Волноваться ещё и на этот счёт сил у меня не было совершенно, и я решила всё-таки принять ванну. До Маришкиного прихода успела належаться в воде в своё удовольствие, и то ли душистая пена поспособствовала, то ли морская соль, но из ванной я вылезла собранной и оправившейся после обоих этих ударов. Мне уже больше не казалось, что жизнь выходит из-под контроля, и я точно знала, что надо делать. Ситуацию с рекламой я нейтрализую, припугнув Бубенко разоблачением его финансовых махинаций, а с Маришкой серьёзно поговорю. И не о том, что она начала спать с мужчинами — пора уже, в девятнадцать-то лет. А о том, что нужно более взыскательно подходить к своим сексуальным партнёрам. А то Демьян этот какой-то странненький. На наркомана похож.
Но разговор с дочерью пошёл совсем не так, как я его себе представляла. Вернувшись, Маришка с независимым видом принялась убирать постель, начав с измятой простыни. Нанося крем на лицо, я видела в зеркале дочкину спину, выражавшую целую гамму эмоций, от упрямства до непокорности.
— Я была лучшего мнения о твоём вкусе на мужчин, — сказала я, втирая крем в шею. Подбородок при этом пришлось задрать, и слова получились чуть сдавленными. — Где ты откопала сей…персонаж?
— Не смей так говорить о Демьяне, — развернулась ко мне дочь.
— Как — так?
— Как о каком-то проходимце!
— Ладно, буду говорить о нём, как о пришельце, — согласилась я. — Тем более что внешность у него самая подходящая. Вы тут с ним что, травку курили?

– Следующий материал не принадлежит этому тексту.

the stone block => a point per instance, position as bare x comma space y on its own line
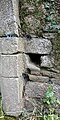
36, 78
38, 46
49, 73
9, 18
12, 45
29, 64
35, 72
37, 90
46, 61
12, 90
12, 65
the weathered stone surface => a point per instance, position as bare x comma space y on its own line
12, 45
49, 73
28, 105
46, 61
38, 46
35, 72
37, 90
12, 65
9, 18
31, 16
36, 78
29, 64
12, 90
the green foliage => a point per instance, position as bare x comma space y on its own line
45, 109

— Мама, да прекрати же! — Маришка в зеркале в сердцах швырнула на пол подушку. — Ну почему если парень выглядит неординарно, так сразу — наркоман?

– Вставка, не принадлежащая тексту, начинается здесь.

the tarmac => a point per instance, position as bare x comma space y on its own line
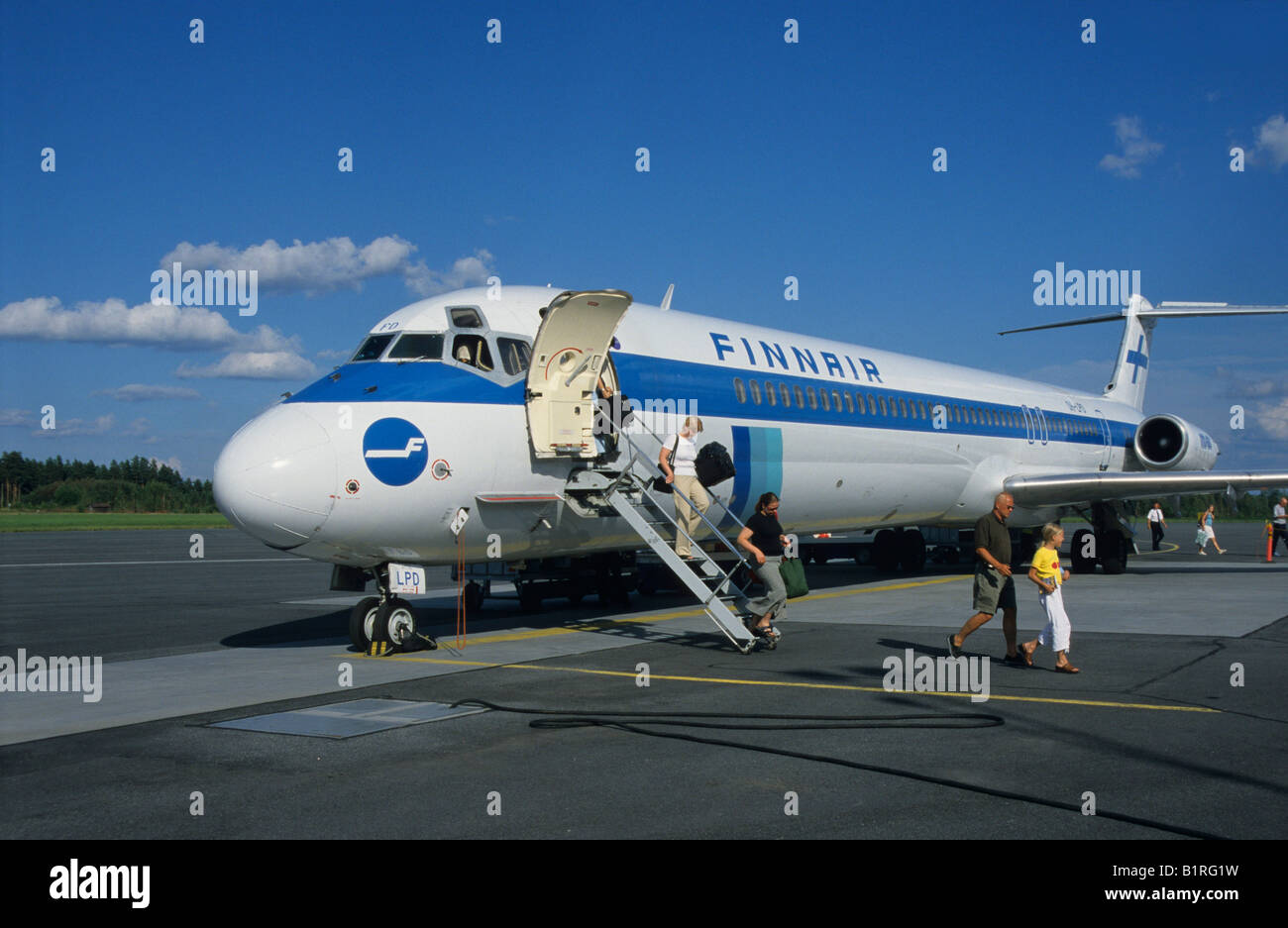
1171, 730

— Да потому что глаза мутные и в квартире накурено, не продохнуть. И окурки без фильтра…
— Никакие у него глаза не мутные. Это он на варгане долго играл, возвращался какое-то время. А окурки — от «Беломора», Демьян «Беломор» курит. Извини, что в квартире, но я окна открывала, проветривала…

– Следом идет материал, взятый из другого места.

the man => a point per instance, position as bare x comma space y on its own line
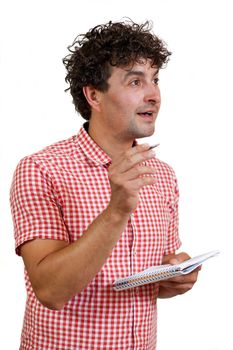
99, 206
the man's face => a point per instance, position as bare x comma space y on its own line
130, 106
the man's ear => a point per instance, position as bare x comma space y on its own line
92, 97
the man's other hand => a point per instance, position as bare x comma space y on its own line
177, 285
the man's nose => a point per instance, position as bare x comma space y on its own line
152, 93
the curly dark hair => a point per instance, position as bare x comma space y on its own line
113, 44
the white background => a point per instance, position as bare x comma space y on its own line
194, 130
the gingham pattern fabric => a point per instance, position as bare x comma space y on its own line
56, 193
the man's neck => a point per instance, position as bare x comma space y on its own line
112, 145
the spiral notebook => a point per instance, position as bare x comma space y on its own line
162, 272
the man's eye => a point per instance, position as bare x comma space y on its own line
135, 82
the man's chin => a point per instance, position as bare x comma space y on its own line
146, 132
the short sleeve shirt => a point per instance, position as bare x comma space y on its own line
56, 193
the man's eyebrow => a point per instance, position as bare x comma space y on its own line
137, 72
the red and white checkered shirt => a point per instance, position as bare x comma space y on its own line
56, 193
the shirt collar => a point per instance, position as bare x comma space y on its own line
92, 151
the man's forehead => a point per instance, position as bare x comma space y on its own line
140, 66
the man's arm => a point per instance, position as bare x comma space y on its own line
58, 270
177, 285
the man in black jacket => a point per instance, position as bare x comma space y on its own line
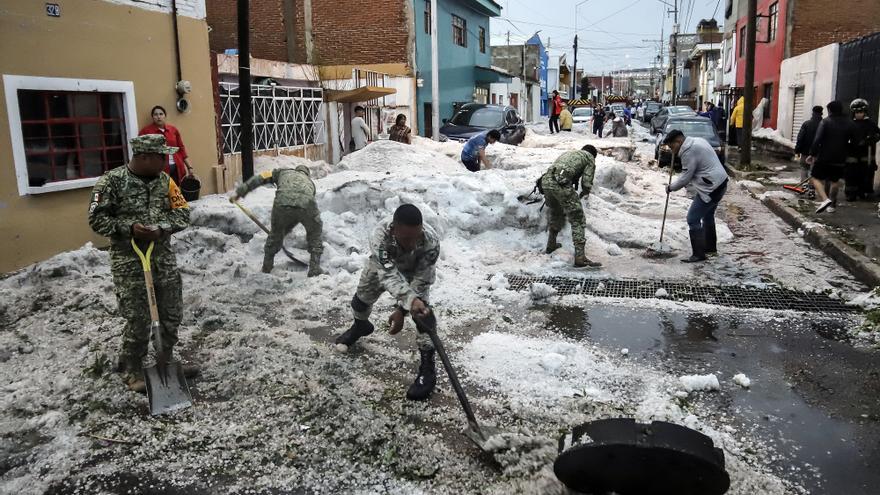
828, 154
861, 163
805, 139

— Похоже, он все две недели тут так и курил, раз не выветрилось. И всё-таки, где ты это чудо откопала?
— В институте познакомилась.
— Да неужели? — от удивления я прекратила мазать лицо и развернулась к дочери. — Что, сейчас в финансово-кредитном и такие тоже учатся? Лысо-волосатые с серьгами и варганами?
— В финансово-кредитном учатся одни девчонки. А с Демьяном мы познакомились в архитектурно-ландшафтном.
Маринка помолчала и выпалила, решившись:
— Мам, я бросила финансово-кредитный. Я поступила на ландшафтного дизайнера.
— Та-а-ак…
Ещё новости, что за день за такой! Я разглядывала дочкино лицо с решительно закушенной губой.
— Бунт на корабле, значит? Дворцовый переворот? Долго думала, прежде чем решилась?
— Долго. Весь год. Я зимнюю сессию завалила и на подготовительные курсы пошла.
— А мне почему не сказала?
— Потому. Не хотела, чтобы ты меня отговаривала. Потому что мне уже девятнадцать, и я хочу про свою жизнь решать сама.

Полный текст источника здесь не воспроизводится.